Open Knowledge Format: The Markdown Standard for AI Agents
AI agents are only as smart as the context you give them.
Most teams face the same wall. You have a capable model and a solid framework. But the agent knows nothing about your organization. It does not know your database tables, your metric formulas, or your incident runbooks.
This knowledge is scattered across Notion, Slack, and wikis. To give it to an agent, you usually build custom integrations for every single source.
The Open Knowledge Format (OKF) changes this.
OKF is a vendor-neutral specification. It packages your knowledge as plain markdown files. Any agent can read it without custom SDKs or proprietary tools.
How it works: An OKF bundle is a directory of markdown files. Each file represents a concept like a table, a metric, or an API.
Why this is effective:
- Identity through file paths: The file path is the ID. No database or registry is needed.
- Knowledge graphs via links: Markdown links create relationships between concepts. This turns a folder into a navigable graph.

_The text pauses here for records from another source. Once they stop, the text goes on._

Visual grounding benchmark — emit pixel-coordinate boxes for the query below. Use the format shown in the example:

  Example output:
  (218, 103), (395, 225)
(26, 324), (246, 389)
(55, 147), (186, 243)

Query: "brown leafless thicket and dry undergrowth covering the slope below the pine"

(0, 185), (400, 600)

- No tooling required: The file system is the API. You do not need new software to use it.
How to use it:
- Data teams: Document tables and metrics so agents write accurate SQL.

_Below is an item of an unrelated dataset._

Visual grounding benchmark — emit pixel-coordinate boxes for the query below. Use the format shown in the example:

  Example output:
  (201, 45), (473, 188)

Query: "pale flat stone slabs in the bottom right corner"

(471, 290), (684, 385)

- SRE teams: Write runbooks so agents can diagnose incidents.
- Platform teams: Ship API definitions so agents understand endpoints.
OKF is not a replacement for RAG or MCP.
- Use OKF for stable, curated knowledge like schemas and runbooks.
- Use RAG for large, unstructured document archives.
- Use MCP for live data and tool connections.
This format is part of the Apache 2.0 license. It is cheap to ship and prevents vendor lock-in. Your knowledge lives in your git repository and stays readable by any tool.
Start small. Pick one team with messy documentation. Write three OKF files and point an agent at them.